In the dispositive portion of Quo primum, Pius gave permission – in words – for the continued use of other books in “those [places] in which the practice of saying Mass differently was granted over 200 years ago simultaneously with the Apostolic See’s institution and confirmation of the church, and those in which there has prevailed a similar custom followed continuously for a period of not less than 200 years.”
Basically, if a local Church or institute or Order could show 200 years of continuous use, they could carry on using their books.
The primary reason for both the reform and the requirement to show two centuries of continuous use was that bad and sometimes heretical ideas had crept into liturgical books in the generations prior to the Council of Trent.
It was mere prudent regard for the integrity of the principle according to which “the law of prayer is the law of belief” – lex orandi lex credendi – and neither love of antiquity for antiquity’s sake, nor mania for uniformity had anything to do with it.
That point is significant, because the subtext of Roche’s intervention – which became explicit only in the ninth of the eleven paragraphs of his two-page brief – was Pope Francis’s highly controversial and extremely unpopular motu proprio, Traditionis custodes, abrogating Benedict XVI’s liberalizing reform allowing wide use of the older books and imposing draconian restrictions on the celebration of Mass and other rites according to them.
In fact, the effective suppression of the old books – though not a complete suppression, from a strictly juridical point of view, according to Benedict XVI’s normative opinion as expressed in his 2007 liberalizing reform, Summorum Pontificum – was shocking in its heavy-handedness when Pope St. Paul VI promulgated the new books in 1969, four years after the close of the Vatican Council II.
“The use of the liturgical books the Council sought to reform was, from St.
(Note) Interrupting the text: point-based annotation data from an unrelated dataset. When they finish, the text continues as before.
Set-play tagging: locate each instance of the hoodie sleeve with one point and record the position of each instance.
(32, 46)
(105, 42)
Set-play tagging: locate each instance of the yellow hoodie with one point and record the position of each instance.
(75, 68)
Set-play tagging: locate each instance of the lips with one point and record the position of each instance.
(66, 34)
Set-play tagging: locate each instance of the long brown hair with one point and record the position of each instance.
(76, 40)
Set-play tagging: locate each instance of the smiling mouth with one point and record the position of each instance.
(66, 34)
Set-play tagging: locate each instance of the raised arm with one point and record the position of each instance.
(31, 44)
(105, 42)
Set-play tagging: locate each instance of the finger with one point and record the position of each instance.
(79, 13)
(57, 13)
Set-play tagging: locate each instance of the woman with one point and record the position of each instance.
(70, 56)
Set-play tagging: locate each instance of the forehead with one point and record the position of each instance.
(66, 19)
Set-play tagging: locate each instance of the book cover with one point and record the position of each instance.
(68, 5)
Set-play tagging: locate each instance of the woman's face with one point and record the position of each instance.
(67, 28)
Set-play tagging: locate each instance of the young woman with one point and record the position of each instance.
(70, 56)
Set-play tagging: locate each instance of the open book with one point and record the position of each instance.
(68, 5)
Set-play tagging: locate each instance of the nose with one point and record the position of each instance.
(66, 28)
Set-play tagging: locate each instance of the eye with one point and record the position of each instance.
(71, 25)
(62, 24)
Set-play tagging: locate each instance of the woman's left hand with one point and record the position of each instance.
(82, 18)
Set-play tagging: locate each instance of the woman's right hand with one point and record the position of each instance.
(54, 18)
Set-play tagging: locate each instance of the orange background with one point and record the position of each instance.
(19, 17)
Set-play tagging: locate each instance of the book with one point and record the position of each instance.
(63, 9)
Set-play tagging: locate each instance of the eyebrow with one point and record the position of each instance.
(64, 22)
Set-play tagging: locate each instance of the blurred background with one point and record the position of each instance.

John Paul II to Pope Francis, a concession that in no way envisaged their promotion,” Roche wrote.
That is only accurate if one ignores both the plain sense and the ipsissima verba of Benedict’s law.
“Pope Francis—while granting, in accordance with Traditionis Custodes [sic], the use of the 1962 Missale Romanum [i.e., the last version of the old Missal published before the Vatican Council II]—pointed the way to unity in the use of the liturgical books promulgated by the holy Popes Paul VI and John Paul II,” Roche wrote, “in accordance with the decrees of the Second Vatican Council, the sole expression of the lex orandi of the Roman Rite.”
Takeaways
Alone among the paper-writers, Roche staked out and argued a case for continuity with Leo’s predecessor, but the cardinals gathered in consistory Jan. 7-8 punted on the liturgical question, so it remains to be seen whether Roche’s case will even get a hearing when they gather again in June.
Whether under Fernández or someone else, DDF is awaiting orders and direction. If it is to be Fernández in the long term – at least for another couple of years, until his five-year mandate expires in 2028 – he has given every indication of willingness to be a good soldier under Leo XIV, and Leo has so far shown himself more interested in harnessing and directing the evangelical élan of his predecessor, while steering well clear of doctrinal adventure.
There is unfinished business related to Francis’s reform of the Roman curia, but the cardinals punted on that question, too.
On synodality, Leo has basically carte blanche to give the idea both form and content, after a dozen years of talking, or, having paid it the necessary decorous lip service, to let it now become a “style” and either grow organically or die on the vine.
By the two issues the cardinals chose to discuss during their first Leonine consistory – Evangelii gaudium and synodality – it appears they are, as a body, just as keen as were the four erstwhile Francis-lieutenants who authored the papers to learn where they are to go in the slowly dawning Leonine era.